A descrivere alcune caratteristiche delle due sottovarianti vi è il professor Tulio de Oliveria dell'Università di KwaZulu-Natal (UKZN), direttore presso il Center for Epidemic Response & Innovation (CERI) in Sudafrica, uno dei più importanti e avanzati laboratori dell'intero continente. Lo scienziato, che divulga informazioni epidemiologiche e genetiche su Twitter sin dall'inizio della pandemia, ha affermato che al momento non c'è alcun motivo di preoccupazione; sebbene infatti i contagi legati a BA.4 e BA.5 siano in crescita, al momento non è stato osservato alcun “picco importante di casi, ricoveri o decessi in Sudafrica”. Ricoveri in ospedale e morti sono anzi ai “minimi storici”, come rilevato dall'esperto.

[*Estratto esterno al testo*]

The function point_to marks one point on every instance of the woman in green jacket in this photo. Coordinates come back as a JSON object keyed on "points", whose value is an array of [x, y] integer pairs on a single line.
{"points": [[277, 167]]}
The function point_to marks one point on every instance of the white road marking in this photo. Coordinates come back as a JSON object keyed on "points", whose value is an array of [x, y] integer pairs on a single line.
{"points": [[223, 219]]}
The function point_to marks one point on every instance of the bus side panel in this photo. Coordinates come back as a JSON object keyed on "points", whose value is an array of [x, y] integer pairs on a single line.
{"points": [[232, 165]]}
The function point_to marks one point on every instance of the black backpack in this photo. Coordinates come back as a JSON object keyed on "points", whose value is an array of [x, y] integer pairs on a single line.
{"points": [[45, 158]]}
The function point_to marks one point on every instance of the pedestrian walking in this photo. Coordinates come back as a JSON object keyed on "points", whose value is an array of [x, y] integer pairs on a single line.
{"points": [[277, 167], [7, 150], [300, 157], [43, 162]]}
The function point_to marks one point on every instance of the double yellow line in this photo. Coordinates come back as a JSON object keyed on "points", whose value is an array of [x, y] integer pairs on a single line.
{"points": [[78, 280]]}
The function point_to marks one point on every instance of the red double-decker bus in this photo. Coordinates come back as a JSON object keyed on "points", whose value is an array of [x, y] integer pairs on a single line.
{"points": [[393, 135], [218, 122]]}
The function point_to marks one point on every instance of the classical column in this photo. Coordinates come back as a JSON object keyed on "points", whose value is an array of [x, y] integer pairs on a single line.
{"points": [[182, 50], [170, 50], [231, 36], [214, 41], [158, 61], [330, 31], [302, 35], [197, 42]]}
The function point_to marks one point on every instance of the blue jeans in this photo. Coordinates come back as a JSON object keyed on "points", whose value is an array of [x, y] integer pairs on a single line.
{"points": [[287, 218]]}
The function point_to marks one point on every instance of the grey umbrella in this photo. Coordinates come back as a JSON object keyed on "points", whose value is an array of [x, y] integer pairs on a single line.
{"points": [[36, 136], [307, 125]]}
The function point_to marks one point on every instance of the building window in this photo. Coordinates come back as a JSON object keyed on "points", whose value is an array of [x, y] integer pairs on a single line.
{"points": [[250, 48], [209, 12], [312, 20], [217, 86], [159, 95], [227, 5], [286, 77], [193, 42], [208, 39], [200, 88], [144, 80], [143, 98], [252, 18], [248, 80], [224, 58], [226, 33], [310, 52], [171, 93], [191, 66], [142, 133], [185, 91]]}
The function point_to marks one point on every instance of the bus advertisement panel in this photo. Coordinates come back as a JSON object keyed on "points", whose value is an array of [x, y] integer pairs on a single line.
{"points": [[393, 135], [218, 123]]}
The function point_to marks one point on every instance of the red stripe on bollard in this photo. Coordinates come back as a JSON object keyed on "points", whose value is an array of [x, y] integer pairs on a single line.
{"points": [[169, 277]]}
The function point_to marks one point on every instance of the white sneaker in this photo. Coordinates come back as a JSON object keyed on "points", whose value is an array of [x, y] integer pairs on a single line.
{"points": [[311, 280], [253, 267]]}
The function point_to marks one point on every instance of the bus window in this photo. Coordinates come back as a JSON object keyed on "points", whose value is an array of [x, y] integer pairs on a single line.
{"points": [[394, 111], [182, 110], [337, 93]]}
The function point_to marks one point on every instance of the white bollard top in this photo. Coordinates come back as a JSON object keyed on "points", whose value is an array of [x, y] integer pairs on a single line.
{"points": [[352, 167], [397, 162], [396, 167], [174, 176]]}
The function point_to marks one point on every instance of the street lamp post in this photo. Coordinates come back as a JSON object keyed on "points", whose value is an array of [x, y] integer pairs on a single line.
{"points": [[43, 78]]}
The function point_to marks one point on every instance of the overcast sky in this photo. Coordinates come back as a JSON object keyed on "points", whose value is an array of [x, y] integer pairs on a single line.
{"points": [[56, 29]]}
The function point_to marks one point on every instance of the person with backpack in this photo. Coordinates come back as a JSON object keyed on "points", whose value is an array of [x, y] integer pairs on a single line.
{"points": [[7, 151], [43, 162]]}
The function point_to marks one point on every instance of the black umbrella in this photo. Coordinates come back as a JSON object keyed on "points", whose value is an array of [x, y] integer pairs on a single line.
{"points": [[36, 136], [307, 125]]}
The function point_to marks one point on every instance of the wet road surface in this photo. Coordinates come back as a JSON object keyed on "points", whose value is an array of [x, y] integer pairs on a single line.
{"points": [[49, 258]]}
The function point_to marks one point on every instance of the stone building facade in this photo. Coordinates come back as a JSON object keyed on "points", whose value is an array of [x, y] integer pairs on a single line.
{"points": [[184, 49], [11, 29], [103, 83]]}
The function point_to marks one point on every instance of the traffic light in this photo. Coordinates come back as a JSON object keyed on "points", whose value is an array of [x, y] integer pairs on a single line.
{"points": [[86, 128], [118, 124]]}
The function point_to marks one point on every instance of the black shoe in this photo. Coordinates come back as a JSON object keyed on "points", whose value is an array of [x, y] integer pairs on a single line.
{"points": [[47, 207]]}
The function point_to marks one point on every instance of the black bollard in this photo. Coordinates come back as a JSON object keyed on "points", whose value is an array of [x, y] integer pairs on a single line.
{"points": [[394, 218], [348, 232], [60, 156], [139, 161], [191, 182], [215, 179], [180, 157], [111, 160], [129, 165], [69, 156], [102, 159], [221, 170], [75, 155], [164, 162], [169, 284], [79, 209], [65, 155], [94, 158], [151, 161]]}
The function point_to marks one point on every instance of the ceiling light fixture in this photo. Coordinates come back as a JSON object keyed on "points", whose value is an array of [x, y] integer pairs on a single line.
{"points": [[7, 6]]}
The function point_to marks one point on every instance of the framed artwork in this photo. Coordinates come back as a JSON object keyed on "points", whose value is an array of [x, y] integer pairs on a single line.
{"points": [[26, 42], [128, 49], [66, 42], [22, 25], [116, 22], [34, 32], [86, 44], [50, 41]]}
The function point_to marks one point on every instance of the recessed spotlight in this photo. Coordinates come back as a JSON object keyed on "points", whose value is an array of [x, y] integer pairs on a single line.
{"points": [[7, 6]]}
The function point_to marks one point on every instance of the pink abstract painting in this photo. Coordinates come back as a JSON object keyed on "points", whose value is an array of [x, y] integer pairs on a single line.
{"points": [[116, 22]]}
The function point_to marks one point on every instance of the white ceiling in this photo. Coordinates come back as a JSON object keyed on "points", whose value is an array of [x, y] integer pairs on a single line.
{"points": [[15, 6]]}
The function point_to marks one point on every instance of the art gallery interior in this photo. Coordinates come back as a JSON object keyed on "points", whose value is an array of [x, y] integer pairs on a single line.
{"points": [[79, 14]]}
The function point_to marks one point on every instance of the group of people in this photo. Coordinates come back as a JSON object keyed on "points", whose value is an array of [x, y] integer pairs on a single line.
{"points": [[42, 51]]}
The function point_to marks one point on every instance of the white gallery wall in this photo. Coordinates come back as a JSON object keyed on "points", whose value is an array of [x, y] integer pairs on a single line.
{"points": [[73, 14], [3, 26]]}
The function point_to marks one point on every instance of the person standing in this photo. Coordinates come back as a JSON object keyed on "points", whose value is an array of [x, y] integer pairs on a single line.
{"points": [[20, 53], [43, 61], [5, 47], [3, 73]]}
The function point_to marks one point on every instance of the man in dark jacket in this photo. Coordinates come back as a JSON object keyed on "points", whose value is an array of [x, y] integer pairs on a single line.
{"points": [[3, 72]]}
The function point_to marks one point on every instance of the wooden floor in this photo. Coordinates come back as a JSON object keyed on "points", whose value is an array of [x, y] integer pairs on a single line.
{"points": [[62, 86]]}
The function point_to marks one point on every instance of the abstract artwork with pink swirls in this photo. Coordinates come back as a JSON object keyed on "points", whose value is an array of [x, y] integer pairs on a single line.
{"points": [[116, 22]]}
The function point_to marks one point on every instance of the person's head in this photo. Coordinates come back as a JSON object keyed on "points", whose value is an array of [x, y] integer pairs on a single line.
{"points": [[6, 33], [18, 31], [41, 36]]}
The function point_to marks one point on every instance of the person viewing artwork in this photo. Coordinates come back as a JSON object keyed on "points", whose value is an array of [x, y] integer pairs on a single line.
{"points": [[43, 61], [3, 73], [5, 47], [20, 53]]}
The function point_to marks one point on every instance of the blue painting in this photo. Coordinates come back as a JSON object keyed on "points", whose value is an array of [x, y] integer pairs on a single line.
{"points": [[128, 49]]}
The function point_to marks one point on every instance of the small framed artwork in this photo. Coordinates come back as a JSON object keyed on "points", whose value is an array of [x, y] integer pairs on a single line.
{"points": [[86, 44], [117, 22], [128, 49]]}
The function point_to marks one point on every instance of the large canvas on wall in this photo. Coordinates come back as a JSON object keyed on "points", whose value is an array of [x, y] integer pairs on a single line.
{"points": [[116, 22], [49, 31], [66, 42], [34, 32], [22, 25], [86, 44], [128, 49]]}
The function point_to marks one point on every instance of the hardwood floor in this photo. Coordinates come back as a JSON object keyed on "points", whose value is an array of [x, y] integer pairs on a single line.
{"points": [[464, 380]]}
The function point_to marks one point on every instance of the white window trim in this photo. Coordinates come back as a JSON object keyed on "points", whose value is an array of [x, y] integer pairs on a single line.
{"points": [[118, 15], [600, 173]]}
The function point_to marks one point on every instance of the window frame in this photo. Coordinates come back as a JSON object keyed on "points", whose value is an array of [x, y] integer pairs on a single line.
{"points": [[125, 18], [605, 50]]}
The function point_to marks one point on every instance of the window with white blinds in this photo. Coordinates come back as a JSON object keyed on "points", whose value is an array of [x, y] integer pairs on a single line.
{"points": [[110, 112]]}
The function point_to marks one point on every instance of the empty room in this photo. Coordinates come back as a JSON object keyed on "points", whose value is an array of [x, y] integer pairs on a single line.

Un'altra notizia positiva risiede nel fatto che entrambi i lignaggi possono essere identificati attraverso “il marker proxy di SGTF utilizzando il test qPCR Thermo Fisher”, spiega de Oliveria. In parole semplici, le due sottovarianti non sfuggono all'occhio degli scienziati, dato che si tratta dello stesso metodo utilizzato per monitorare la variante originale di Omicron in Sudafrica.

Per quanto concerne le mutazioni, lo scienziato sottolinea che BA.4 e BA.5 hanno un profilo genetico simile a BA.2 (Omicron “invisibile”) a livello della proteina S o Spike, il “grimaldello biologico” che il coronavirus SARS-CoV-2 sfrutta per agganciarsi alle nostre cellule, invaderle e innescare la replicazione che è alla base della malattia, la COVID-19. Tuttavia presentano mutazioni supplementari chiamate 69-70del, L452R e F486V. De Oliveira spiega che la prima di queste mutazioni era stata osservata anche nelle varianti Delta, Kappa ed Epsilon, mentre F486V è considerata una mutazione “non comune” sita nel dominio di legame del recettore (RBD). Mutazioni in quella posizione sono legate alla resistenza agli anticorpi neutralizzanti, proprio per questo l'Organizzazione Mondiale della Sanità ha deciso di indagare più a fondo su BA.4 e BA.5.

Lo scienziato ha indicato anche che le due sottovarianti differiscono l'una dall'altra per tre mutazioni site al di fuori della proteina Spike, ovvero ORF7b:L11F e N:P151S per BA.4 e M:D3N per BA.5. Sia in BA.4 che in BA.5 sono inoltre presenti “reversioni al tipo wild type su nsp4:L438 e ORF6:D61”, in pratica hanno cambiamenti osservati nel ceppo ancestrale del SARS-CoV-2.

Le autorità sanitarie del Sudafrica e l'OMS continueranno a monitorare attentamente le due sottovarianti per comprenderne l'impatto sulla gestione della pandemia, ma al momento, come indicato, non c'è alcun motivo di allarme. La sottovariante BA.2, del resto, ha solo allungato l'ondata di Omicron ma non ha provocato picchi importanti di casi, ricoveri e decessi, come spiegato da de Oliveria; BA.4 e BA.5 potrebbero avere un destino analogo nel caso in cui dovessero imporsi sulle altre.